Siun is still alive, even though she's now in lots of itty bitty pieces. Kitto can't kill her. She is, literally, immortal. Rhys walks up to her, touches her, and tells her to die. She does. Rhys has his godhead back, and he's a death-god. Probably not the person you want to maim. And it's creepy, it's chilling, and it makes all the romantic pronouncements afterwards have decent weight to them.

THIS IS THE SHIT WE COME HERE TO READ. It's exciting, it's emotionally engaging, the overtones are cool, and it's chilling as fuck. The failing here is not in the scene itself, it's in all the utter, worthless garbage before it. The questionable consent issues, the victim blaming, the fact that Kitto looks twelve, the "They're brown but not human brown" racism around Doyle and the other brown boy-toy. When LKH takes three seconds to stop kissing her self-insert's ass, she can still write a good scene.

The problem I have with LKH is not that I think she's a terrible writer. I think that L. Ron Hubbard is a terrible writer. I google Stephenie Meyer sometimes to make sure the woman is NOT coming out with a new book anytime soon (so far, so good) and whoever decided Fifty Shades of Gray should have seen the world outside of FanFiction.net should probably sue their lobotomist because twenty page e-mail exchanges are not exciting reads. LKH is a decent-to-passable writer who can, when motivated, piece together enough good scenes to make a good book. Her problem is that she is unable to tell a good idea from a bad one on her own, and she has systematically removed every single person who could do the job for her from her life. This is why the same person who could write a scene like this--a newly restored god of death killing the everloving fuck out of his own rapist--is writing scenes where two major characters get glued together by their own bodily fluids. Is it a good scene? Not particularly. There's probably a lot of issues I can't focus on because the preceeding chapters burned me out. But it's a damn sight better than anything else in the book, and it's interesting. It makes me more interested in Rhys as a person, in Kitto as a person.

The reason anti-fans keep reading LKH when her book quality is so abysmal is we know she can do better, we resent that she won't, and we're kind of mourning the fact that a book that contains scenes like this can't manage to be any better.

She also has the timing of a broken clock. This chapter should end here. It's done. But instead, it goes on for several pages. A celtic god of death just got his powers back...and instead of actually letting us focus on that, and how utterly bad that could be--or good and awesome--LKH has to shift things over to how much Merry Loves Galen.

He's green. It's boring. Let's skip it.

Next up: This is not actually their house. This is not really mentioned in any of these chapters, but they're living with Maeve Reed. I guess LKH's copypasta doesn't extend to descriptions of actual places. Maeve has just come home.
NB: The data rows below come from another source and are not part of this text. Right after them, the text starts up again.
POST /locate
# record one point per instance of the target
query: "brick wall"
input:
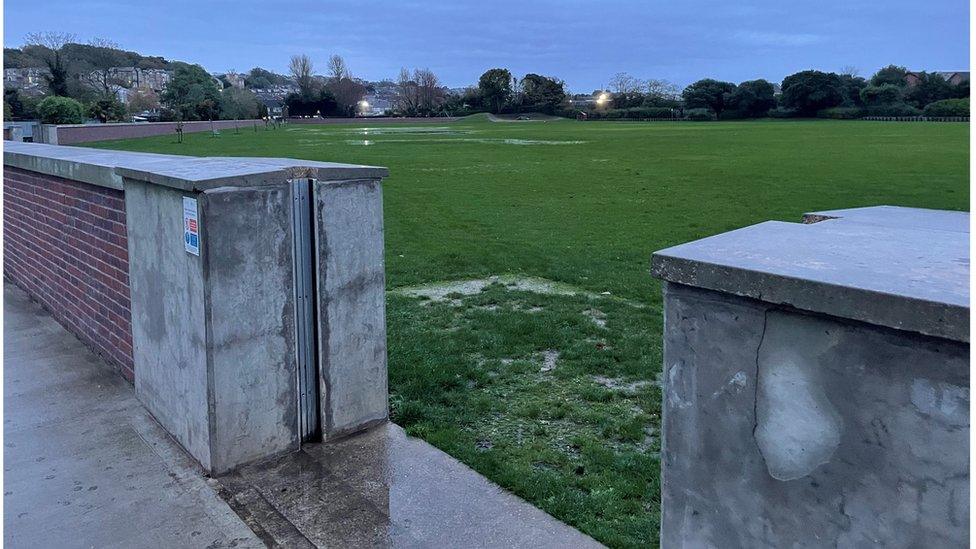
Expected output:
(64, 242)
(84, 133)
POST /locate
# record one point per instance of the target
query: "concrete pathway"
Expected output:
(84, 464)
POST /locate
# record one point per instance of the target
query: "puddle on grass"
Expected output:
(409, 130)
(540, 142)
(549, 358)
(597, 316)
(617, 383)
(444, 291)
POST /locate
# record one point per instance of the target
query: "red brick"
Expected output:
(65, 244)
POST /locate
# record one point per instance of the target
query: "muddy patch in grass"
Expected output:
(453, 289)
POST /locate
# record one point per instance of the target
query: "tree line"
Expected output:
(892, 91)
(82, 83)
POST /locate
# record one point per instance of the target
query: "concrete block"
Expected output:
(213, 335)
(833, 424)
(353, 392)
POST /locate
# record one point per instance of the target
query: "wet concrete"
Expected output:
(381, 488)
(84, 463)
(86, 466)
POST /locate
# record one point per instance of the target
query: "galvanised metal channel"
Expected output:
(305, 301)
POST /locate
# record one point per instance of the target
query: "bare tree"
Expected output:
(50, 40)
(662, 89)
(407, 94)
(419, 93)
(105, 57)
(51, 45)
(300, 68)
(430, 95)
(622, 83)
(98, 42)
(337, 68)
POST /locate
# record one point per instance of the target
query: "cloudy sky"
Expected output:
(582, 42)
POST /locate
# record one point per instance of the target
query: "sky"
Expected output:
(582, 42)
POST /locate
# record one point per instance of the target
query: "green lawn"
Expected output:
(553, 394)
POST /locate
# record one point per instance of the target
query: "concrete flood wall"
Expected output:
(213, 322)
(817, 383)
(71, 134)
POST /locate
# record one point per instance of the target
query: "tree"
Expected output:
(708, 93)
(239, 104)
(752, 98)
(191, 94)
(624, 83)
(419, 94)
(661, 93)
(107, 109)
(300, 68)
(851, 86)
(885, 94)
(321, 103)
(930, 87)
(337, 68)
(142, 99)
(627, 90)
(543, 93)
(258, 78)
(810, 91)
(51, 45)
(948, 107)
(97, 70)
(892, 74)
(496, 88)
(407, 99)
(60, 110)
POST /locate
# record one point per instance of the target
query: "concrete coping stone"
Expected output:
(107, 168)
(902, 268)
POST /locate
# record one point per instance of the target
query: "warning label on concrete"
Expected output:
(191, 226)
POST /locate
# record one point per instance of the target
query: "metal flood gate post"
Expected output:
(308, 394)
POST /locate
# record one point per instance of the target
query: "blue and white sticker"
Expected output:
(191, 226)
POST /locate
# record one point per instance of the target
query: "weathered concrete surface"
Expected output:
(108, 168)
(381, 488)
(783, 429)
(806, 401)
(897, 216)
(169, 317)
(904, 277)
(84, 464)
(214, 335)
(252, 367)
(353, 392)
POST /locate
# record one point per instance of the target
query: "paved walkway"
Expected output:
(86, 466)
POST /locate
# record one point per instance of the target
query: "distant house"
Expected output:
(273, 102)
(235, 79)
(375, 105)
(912, 78)
(30, 80)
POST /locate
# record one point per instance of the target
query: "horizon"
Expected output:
(650, 41)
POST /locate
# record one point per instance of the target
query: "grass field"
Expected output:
(541, 372)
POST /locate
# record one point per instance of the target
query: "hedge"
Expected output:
(60, 110)
(948, 107)
(841, 113)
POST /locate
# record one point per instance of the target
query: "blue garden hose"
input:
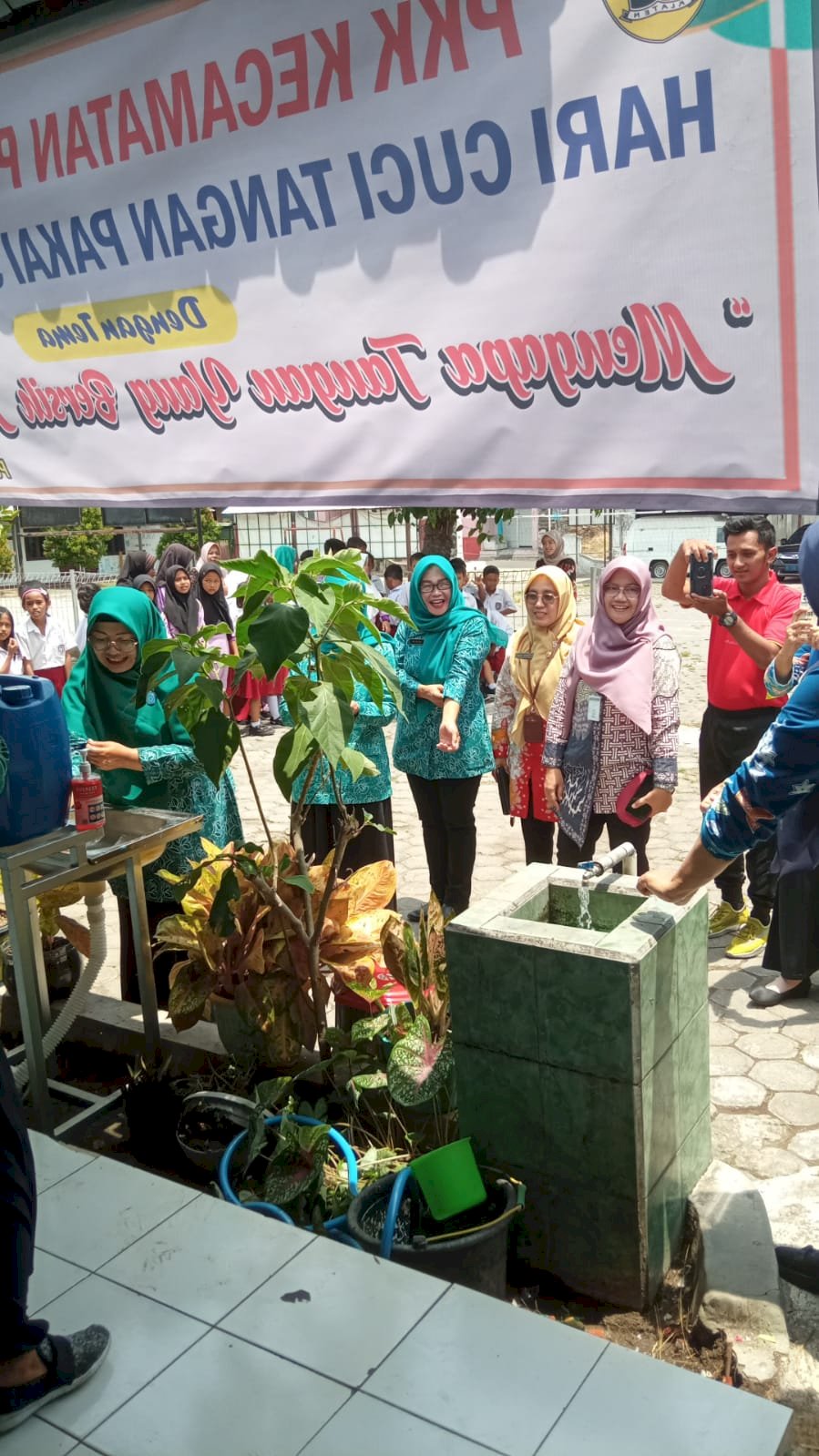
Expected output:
(393, 1210)
(270, 1208)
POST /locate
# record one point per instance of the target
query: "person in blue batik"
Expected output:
(774, 792)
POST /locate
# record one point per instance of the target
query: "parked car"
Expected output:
(656, 536)
(786, 565)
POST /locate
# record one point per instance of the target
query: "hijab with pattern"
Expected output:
(619, 661)
(101, 705)
(537, 654)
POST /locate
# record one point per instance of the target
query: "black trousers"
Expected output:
(538, 838)
(793, 941)
(570, 855)
(446, 809)
(724, 740)
(17, 1216)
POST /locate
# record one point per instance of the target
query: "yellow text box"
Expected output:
(189, 318)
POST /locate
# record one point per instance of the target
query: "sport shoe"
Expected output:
(748, 941)
(724, 918)
(68, 1360)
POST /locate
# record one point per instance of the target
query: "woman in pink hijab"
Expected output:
(612, 729)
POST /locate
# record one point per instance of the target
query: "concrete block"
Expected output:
(738, 1281)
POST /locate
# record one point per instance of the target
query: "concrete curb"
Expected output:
(738, 1288)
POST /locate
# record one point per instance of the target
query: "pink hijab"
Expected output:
(619, 661)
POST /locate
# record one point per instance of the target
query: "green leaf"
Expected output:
(330, 718)
(293, 753)
(418, 1067)
(335, 670)
(220, 916)
(366, 1082)
(269, 1094)
(185, 663)
(379, 664)
(371, 1027)
(277, 634)
(299, 882)
(315, 602)
(357, 765)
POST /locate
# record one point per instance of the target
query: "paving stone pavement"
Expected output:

Her husband has died in the months between this and the last book, and she's pregnant via Merry's fertility spell, the last time she'll ever have a baby with her dead husband. The studio execs that she works for want her to have an abortion because she won't be able to make her next movie if she's pregnant.

In a rare case, I agree with Merry 100%; these guys are a bunch of assholes. Maeve is inconsolable, so Merry heads off to comfort her.

End of chapter.

1 comment:

  1. I think you're spot on with what keeps drawing us back to LKH. I'm kind of obsessed with her work because she hits on so many things I like to read and write about, and manages to fuck them all up in spectacular fashion while ALSO being as offensive as humanely possible.